High-poverty schools that were remote for the majority of the 2020-2021 school year suffered the most, losing half a year of achievement growth, which was about twice as much as their counterparts at low-poverty schools in the same districts.

“When districts shifted to remote instruction, students in high-poverty schools were most negatively impacted,” said Center for Education Policy Research Faculty Director Thomas J. Kane, according to a press release announcing the findings. “School districts urgently need to reassess their plans and ensure that the scale of their catch-up efforts matches the magnitude of their students’ losses. If they don’t, we will see the largest widening in educational inequity in a generation.”

Students in major cities and blue states were more likely to be forced into remote learning due to Democrat politicians who pushed lockdowns and school closures. Teachers unions also lobbied extensively for remote learning throughout the pandemic.

New York City public schools didn’t fully reopen for in-person learning until September 2021, after 18 months of pandemic restrictions, according to The New York Times. Similarly, Los Angeles public schools also didn’t go back to the classroom until the fall of 2021, CBS News Los Angeles reported.

Cecily Myart-Cruz, the head of Los Angeles’ largest teachers union, denied that lockdowns and remote learning harmed students, claiming “there is no such thing as learning loss.”

“Our kids didn’t lose anything,” she claimed in an August 2021 interview. “It’s OK that our babies may not have learned all their time tables. They learned resilience. They learned survival. They learned critical-thinking skills.”

The $1.9 trillion American Rescue Plan passed in March 2020 provided preschool through 12th grade schools with Elementary and Secondary School Emergency Relief funds to cope with the COVID-19 pandemic, keep schools safely open and combat learning loss and mental health, according to a White House fact sheet.

While this aid might be sufficient for districts that were primarily in-person for the 2020-21 school year, high-poverty districts that were learning remotely for much of that year “will need to spend nearly all of their federal aid on academic recovery to help students recover from pandemic-related achievement losses,” the study found. The American Rescue Plan only requires districts to spend 20% of its funding on students’ academic recovery.

Critics of the Elementary and Secondary School Emergency Relief funds don’t think money from the federal relief package has been spent wisely.

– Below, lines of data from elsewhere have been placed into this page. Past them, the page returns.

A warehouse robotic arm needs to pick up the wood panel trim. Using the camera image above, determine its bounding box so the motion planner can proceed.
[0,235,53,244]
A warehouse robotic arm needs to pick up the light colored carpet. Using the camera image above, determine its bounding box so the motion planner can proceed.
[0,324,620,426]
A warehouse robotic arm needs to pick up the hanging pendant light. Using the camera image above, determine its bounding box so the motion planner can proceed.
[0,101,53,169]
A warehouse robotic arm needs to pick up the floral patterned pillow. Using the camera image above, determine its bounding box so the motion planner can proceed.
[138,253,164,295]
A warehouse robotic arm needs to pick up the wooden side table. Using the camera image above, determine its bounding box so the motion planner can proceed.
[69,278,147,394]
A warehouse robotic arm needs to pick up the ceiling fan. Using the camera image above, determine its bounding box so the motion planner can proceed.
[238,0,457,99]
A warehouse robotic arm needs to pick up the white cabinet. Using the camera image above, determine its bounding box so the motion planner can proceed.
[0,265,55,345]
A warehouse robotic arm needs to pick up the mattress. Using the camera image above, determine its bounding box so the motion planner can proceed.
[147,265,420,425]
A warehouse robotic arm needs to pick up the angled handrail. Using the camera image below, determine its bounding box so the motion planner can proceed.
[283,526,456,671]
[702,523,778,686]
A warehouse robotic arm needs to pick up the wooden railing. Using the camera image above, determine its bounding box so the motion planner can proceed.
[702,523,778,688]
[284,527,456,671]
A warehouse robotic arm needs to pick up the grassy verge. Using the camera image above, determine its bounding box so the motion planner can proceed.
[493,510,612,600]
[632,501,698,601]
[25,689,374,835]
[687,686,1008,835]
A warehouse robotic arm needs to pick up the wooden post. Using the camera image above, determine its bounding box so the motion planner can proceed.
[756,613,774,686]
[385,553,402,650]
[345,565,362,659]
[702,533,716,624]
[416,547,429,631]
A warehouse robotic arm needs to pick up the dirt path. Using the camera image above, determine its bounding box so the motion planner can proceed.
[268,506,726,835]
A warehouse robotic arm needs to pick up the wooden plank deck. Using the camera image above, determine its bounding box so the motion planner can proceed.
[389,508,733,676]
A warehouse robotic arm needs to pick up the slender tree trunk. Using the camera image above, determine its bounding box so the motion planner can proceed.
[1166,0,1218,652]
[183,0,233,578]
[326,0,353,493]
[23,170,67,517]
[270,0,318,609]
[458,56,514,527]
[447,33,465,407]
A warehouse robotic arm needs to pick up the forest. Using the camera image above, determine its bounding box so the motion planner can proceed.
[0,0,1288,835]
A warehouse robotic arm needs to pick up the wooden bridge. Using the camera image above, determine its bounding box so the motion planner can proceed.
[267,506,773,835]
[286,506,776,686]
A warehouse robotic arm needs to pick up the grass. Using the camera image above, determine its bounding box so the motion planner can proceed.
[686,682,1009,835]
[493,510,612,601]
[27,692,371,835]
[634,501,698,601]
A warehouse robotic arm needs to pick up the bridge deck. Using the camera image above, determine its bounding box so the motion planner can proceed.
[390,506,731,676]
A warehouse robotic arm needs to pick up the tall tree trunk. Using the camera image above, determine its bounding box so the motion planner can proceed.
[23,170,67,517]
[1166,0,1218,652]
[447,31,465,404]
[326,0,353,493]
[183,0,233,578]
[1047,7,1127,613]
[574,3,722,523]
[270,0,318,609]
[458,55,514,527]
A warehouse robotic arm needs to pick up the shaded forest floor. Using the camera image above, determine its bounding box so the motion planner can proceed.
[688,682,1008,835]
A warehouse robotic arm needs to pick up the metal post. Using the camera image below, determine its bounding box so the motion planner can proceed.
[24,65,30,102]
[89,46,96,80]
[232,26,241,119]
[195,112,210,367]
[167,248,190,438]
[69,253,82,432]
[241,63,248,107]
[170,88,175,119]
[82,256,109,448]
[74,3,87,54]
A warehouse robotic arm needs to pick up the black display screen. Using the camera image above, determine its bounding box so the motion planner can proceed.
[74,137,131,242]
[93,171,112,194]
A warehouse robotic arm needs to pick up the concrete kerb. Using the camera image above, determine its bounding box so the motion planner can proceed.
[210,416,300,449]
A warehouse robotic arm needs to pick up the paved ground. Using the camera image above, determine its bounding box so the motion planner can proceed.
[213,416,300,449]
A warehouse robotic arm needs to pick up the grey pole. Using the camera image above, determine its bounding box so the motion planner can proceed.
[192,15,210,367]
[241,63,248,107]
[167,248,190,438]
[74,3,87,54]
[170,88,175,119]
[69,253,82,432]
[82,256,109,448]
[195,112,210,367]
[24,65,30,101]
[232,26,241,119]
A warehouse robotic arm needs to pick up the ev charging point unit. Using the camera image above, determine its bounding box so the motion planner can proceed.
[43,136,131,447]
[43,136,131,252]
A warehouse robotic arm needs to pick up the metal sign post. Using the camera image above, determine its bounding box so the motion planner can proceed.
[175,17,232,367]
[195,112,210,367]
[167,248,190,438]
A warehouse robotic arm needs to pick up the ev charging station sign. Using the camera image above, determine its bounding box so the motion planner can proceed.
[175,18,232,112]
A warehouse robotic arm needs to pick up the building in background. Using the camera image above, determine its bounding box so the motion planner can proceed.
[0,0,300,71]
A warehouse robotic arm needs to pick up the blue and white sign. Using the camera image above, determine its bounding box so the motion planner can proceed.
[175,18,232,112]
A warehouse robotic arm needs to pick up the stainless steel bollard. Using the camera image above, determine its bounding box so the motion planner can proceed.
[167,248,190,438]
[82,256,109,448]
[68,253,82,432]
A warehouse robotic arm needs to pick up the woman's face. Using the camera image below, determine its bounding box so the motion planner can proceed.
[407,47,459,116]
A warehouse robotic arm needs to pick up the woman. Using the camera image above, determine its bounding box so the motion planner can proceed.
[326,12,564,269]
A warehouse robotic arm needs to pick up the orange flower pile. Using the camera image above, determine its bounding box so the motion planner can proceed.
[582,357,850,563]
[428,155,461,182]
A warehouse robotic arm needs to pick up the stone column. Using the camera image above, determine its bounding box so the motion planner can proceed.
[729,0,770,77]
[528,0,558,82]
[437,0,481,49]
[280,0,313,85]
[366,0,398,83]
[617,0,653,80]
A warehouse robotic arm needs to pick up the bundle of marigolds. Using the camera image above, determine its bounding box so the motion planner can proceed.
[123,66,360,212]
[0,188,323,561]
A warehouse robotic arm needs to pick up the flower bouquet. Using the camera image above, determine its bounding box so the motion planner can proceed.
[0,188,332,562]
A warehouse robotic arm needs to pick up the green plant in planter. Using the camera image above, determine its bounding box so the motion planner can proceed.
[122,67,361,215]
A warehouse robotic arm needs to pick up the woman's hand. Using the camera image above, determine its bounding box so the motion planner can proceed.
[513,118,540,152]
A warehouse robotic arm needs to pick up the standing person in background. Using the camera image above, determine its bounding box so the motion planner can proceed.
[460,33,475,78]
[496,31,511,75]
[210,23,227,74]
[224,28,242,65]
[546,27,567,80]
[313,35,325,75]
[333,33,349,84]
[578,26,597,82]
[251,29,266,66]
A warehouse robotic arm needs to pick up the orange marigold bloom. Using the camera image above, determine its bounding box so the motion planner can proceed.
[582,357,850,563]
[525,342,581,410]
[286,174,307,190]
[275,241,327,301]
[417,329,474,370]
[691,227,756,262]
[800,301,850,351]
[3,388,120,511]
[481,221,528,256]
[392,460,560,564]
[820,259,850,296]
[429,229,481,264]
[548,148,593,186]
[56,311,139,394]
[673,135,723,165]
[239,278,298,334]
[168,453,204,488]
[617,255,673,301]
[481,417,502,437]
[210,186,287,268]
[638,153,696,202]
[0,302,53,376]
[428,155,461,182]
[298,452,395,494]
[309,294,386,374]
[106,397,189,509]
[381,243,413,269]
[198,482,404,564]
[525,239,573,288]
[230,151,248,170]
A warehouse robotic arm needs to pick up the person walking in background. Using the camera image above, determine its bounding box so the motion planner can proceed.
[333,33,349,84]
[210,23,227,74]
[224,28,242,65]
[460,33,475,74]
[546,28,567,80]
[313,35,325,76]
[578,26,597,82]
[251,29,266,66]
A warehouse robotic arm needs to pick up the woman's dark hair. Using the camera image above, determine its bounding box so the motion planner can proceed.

Even though American students are struggling with low test scores and proficiency rates as a result of the pandemic, “countless districts across the country have chosen to use [Elementary and Secondary School Emergency Relief] and [American Rescue Plan] funds on controversial programming like SEL [social-emotional learning], rather than the remediation of COVID-related learning loss,” said Parents Defending Education President Nicole Neily.

“What districts do going forward with the unprecedented federal resources they have will go a long way toward determining how successful we are as a nation at helping students recover from the dramatic effects of the pandemic,” said Dan Goldhaber, the director of CALDER at the American Institutes for Research, according to the press release.